Noah aktiviert die automatische Antwort, die von nun an jedem Absender geschickt werden würde, der ihm in den nächsten Wochen eine E-Mail schreibt. Er fährt den Laptop herunter und klappt den Deckel zu. Ein wenig brummt das Gerät noch nach, dann aber verstummt der Lüfter im Inneren und es ist endlich Ruhe. Das Headset hängt er an einen improvisierten Nagel in der Gipswand. In diesem Moment denkt er an ein Sprichwort.
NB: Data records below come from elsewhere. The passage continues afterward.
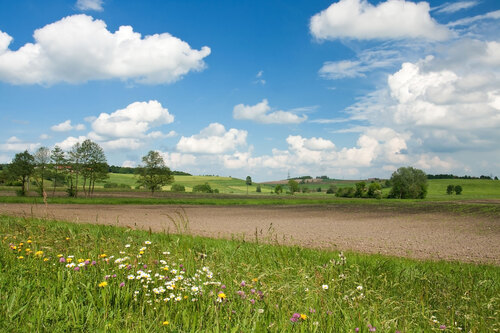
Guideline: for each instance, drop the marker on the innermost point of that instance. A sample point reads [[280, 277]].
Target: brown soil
[[415, 234]]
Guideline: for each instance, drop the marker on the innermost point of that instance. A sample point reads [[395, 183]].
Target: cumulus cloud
[[66, 126], [358, 19], [213, 139], [90, 5], [453, 7], [261, 113], [79, 48], [70, 141], [178, 160], [132, 122], [15, 144]]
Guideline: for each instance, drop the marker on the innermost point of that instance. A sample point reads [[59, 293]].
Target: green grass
[[39, 293]]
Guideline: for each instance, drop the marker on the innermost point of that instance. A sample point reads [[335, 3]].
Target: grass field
[[64, 277]]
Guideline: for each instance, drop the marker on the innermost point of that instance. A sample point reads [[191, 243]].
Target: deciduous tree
[[154, 174]]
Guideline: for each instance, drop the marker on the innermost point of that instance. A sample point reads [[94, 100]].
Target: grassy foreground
[[63, 277]]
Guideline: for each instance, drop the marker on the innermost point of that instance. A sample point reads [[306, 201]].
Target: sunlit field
[[61, 276]]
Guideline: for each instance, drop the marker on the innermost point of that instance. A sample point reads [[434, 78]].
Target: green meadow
[[57, 276]]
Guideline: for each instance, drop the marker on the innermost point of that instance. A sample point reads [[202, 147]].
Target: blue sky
[[349, 89]]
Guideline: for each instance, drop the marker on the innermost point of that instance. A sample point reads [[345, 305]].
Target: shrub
[[408, 183], [374, 190], [345, 192], [178, 188], [203, 188], [450, 189]]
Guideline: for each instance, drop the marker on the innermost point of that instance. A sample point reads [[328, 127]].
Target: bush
[[345, 192], [178, 188], [203, 188], [331, 190], [374, 190], [408, 183], [450, 189]]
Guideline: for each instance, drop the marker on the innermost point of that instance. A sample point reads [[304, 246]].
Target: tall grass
[[226, 286]]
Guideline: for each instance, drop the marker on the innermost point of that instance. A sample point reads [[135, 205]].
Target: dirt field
[[414, 234]]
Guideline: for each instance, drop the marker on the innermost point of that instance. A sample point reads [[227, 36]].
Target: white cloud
[[260, 113], [90, 5], [78, 48], [449, 8], [129, 164], [70, 141], [66, 126], [132, 122], [17, 145], [494, 15], [213, 139], [358, 19], [178, 160]]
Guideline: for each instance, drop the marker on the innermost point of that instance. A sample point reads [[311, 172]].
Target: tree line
[[82, 166]]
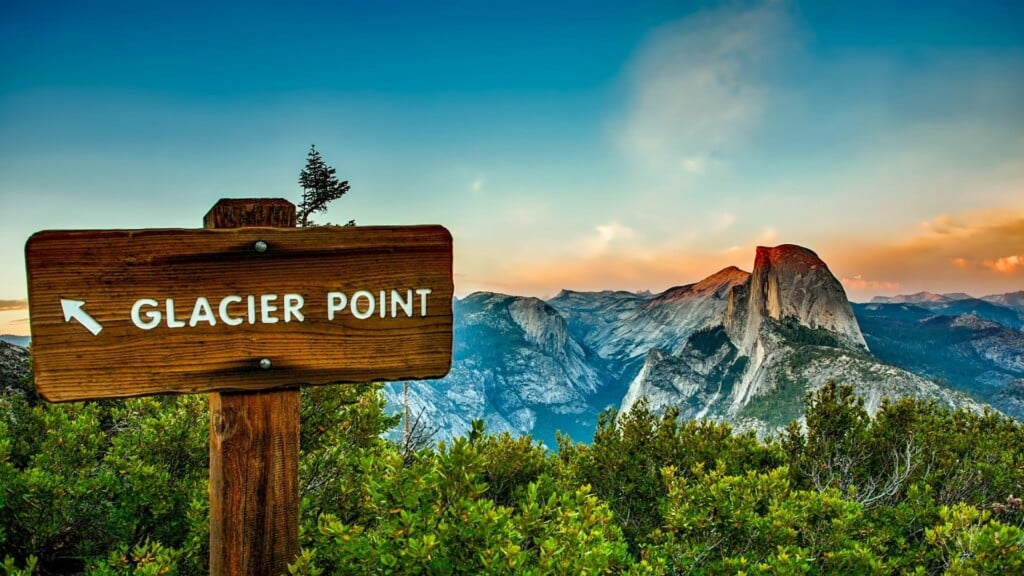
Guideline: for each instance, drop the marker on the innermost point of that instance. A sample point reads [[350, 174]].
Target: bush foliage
[[121, 488]]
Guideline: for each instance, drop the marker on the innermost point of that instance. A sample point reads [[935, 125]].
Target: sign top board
[[119, 314]]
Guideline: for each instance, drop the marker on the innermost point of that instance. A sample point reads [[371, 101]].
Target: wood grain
[[254, 451], [111, 271]]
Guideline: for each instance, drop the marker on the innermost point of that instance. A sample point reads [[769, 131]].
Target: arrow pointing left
[[73, 310]]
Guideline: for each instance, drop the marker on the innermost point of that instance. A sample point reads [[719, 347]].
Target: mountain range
[[742, 347], [739, 346]]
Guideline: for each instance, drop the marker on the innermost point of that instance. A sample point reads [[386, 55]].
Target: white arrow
[[73, 309]]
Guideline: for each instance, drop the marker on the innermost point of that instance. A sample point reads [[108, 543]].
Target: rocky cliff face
[[790, 281], [14, 368], [515, 365], [744, 347]]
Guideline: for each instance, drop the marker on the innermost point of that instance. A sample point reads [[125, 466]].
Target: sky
[[581, 145]]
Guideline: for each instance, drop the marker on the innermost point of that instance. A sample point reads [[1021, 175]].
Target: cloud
[[964, 252], [699, 86], [6, 305], [1006, 264], [859, 283], [722, 220], [606, 236]]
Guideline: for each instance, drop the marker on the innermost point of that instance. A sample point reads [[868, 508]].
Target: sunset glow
[[583, 146]]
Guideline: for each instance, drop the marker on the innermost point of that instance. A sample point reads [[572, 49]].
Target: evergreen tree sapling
[[320, 188]]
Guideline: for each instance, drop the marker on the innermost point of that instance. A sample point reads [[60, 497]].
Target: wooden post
[[254, 448]]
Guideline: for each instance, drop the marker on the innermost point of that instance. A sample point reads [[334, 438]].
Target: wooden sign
[[119, 314]]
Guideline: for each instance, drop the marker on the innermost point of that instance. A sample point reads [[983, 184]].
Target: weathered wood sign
[[118, 314]]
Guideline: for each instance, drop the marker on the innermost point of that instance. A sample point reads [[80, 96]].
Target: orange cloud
[[859, 283], [950, 253], [7, 305], [1007, 264]]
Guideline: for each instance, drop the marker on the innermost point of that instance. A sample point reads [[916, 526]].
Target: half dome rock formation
[[743, 347], [791, 282]]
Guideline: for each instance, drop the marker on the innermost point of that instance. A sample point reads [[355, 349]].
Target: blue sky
[[579, 145]]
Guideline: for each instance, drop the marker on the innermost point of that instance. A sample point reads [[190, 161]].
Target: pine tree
[[320, 187]]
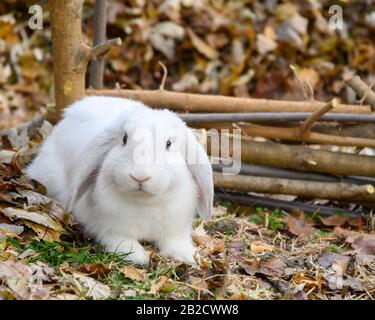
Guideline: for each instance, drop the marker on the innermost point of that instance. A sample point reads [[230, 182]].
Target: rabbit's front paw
[[138, 257], [132, 250], [180, 250]]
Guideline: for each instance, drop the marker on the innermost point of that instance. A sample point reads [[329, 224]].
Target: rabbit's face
[[146, 160]]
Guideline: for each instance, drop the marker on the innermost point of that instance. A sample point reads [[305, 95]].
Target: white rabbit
[[100, 163]]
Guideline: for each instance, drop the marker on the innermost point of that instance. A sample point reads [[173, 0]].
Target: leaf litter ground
[[244, 253]]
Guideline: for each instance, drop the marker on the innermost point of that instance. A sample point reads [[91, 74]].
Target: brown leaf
[[338, 221], [299, 226], [201, 237], [333, 221], [365, 246], [156, 287], [133, 273], [44, 233], [273, 267], [330, 258], [260, 247], [236, 249], [202, 46], [308, 280]]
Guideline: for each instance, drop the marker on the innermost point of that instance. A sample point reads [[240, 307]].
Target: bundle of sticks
[[287, 161]]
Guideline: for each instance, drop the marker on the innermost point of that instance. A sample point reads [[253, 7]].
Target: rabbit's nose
[[140, 180]]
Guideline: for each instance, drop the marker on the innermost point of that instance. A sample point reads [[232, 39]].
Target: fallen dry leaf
[[33, 216], [201, 237], [156, 287], [273, 267], [17, 276], [94, 269], [44, 233], [260, 247], [133, 273], [299, 227], [202, 46], [91, 287]]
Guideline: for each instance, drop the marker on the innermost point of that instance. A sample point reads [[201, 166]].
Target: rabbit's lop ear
[[200, 167]]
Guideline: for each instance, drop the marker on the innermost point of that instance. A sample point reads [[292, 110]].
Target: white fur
[[89, 141]]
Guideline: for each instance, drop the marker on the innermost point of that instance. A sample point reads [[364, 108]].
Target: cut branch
[[362, 90], [293, 134], [258, 201], [215, 103], [100, 28], [302, 158], [300, 188], [101, 49], [309, 122], [271, 172]]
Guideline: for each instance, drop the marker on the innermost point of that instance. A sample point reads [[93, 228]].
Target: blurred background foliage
[[239, 48]]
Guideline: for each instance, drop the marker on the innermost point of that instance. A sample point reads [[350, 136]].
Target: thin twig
[[101, 49], [100, 29], [273, 117], [309, 122], [362, 90], [307, 89], [165, 73]]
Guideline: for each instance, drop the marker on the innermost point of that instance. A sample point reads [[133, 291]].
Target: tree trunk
[[69, 51], [100, 27]]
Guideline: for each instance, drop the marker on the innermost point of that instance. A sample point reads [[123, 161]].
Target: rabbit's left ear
[[200, 167]]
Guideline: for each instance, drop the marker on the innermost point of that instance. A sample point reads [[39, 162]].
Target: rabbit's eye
[[125, 138], [169, 143]]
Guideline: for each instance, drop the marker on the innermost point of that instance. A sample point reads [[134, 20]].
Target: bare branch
[[191, 102], [362, 90], [101, 49], [100, 29], [309, 122], [273, 117], [165, 73]]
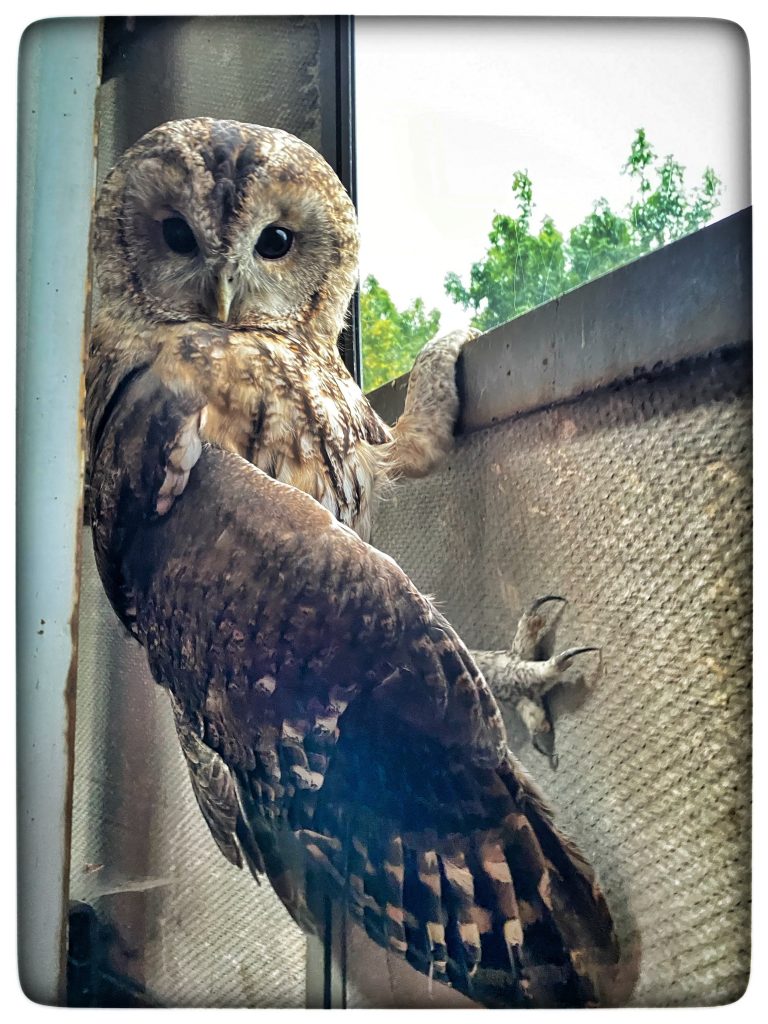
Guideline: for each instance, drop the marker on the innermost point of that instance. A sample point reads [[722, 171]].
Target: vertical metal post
[[58, 78]]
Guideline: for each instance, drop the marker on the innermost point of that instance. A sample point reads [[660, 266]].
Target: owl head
[[228, 223]]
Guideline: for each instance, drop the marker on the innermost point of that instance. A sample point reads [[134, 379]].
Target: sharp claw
[[563, 659]]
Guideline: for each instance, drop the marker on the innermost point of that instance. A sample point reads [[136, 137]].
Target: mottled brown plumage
[[359, 752], [276, 390], [310, 682]]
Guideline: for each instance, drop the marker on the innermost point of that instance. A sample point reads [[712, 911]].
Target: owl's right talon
[[181, 459]]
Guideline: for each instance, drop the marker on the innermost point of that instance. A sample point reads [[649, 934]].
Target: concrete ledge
[[683, 300]]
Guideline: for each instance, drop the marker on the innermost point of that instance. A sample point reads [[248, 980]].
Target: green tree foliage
[[391, 338], [523, 268]]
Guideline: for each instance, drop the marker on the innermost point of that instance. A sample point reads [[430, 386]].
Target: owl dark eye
[[178, 236], [273, 242]]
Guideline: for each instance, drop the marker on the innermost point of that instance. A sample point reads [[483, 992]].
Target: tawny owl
[[226, 256], [339, 735]]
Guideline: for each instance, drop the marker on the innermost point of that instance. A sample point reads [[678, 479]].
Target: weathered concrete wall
[[633, 499]]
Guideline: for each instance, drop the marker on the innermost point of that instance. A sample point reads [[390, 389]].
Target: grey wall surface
[[634, 501]]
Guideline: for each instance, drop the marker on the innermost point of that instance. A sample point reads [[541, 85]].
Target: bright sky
[[448, 110]]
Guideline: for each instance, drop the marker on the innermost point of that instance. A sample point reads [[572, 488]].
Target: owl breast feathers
[[339, 735]]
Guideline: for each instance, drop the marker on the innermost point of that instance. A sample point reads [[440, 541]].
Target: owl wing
[[366, 754]]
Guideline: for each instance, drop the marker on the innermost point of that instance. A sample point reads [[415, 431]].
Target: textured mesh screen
[[635, 504], [181, 927], [185, 927]]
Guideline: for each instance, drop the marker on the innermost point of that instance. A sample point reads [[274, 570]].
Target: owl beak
[[224, 293]]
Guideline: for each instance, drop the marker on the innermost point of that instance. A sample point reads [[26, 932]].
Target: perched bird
[[226, 256], [341, 738]]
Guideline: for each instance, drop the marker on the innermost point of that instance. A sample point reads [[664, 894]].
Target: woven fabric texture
[[635, 503], [187, 928]]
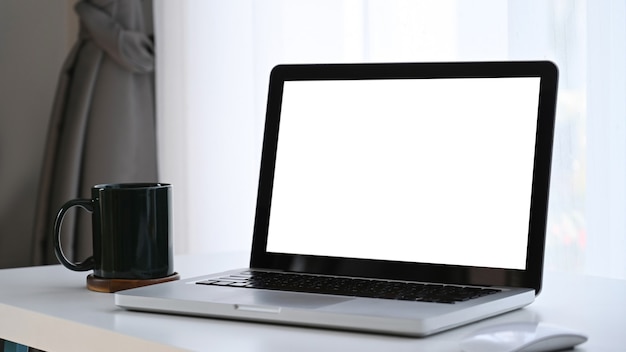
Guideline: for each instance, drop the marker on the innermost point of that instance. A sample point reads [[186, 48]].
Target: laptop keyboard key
[[369, 288]]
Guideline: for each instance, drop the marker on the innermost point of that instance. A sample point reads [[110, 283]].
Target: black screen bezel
[[531, 277]]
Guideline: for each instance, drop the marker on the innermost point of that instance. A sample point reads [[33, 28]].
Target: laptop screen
[[445, 165], [419, 170]]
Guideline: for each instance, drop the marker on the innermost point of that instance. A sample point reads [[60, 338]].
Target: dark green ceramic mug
[[131, 229]]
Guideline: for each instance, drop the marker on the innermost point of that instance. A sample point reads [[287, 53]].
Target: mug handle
[[88, 263]]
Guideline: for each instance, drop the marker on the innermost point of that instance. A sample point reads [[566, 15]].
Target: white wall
[[35, 37]]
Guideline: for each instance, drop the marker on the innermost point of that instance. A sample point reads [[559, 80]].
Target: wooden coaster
[[113, 285]]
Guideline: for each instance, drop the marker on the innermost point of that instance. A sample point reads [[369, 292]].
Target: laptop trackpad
[[282, 299]]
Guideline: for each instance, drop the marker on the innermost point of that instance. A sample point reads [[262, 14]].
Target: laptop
[[394, 198]]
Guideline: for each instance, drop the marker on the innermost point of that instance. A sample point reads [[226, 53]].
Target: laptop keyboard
[[397, 290]]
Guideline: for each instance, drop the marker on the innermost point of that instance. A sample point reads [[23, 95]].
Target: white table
[[50, 308]]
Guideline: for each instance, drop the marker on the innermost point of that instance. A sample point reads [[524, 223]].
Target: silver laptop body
[[431, 173]]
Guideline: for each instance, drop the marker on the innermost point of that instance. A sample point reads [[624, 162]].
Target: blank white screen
[[435, 170]]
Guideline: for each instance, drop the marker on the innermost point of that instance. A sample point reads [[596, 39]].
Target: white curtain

Er atmet einmal laut ein und aus, greift die Henkel der kleinen Reisetasche, in der er am Tag zuvor ein paar Dinge zusammengepackt hatte.

Wechselsachen, Reisepass, Kreditkarten, Notizbuch, ein paar Kabel … alles Andere würde sich unterwegs ergeben.

Er lässt die Tür hinter sich ins Schloss fallen, ruft den Aufzug, betritt die leere Kabine und stellt sich vor den zerkratzten Spiegel. Der Aufzug setzt sich in Bewegung und Noah schaut sich in die Augen. „Soll ich das wirklich machen?“ fragt er flüsternd. Das Gesicht im Spiegel scheint zu nicken.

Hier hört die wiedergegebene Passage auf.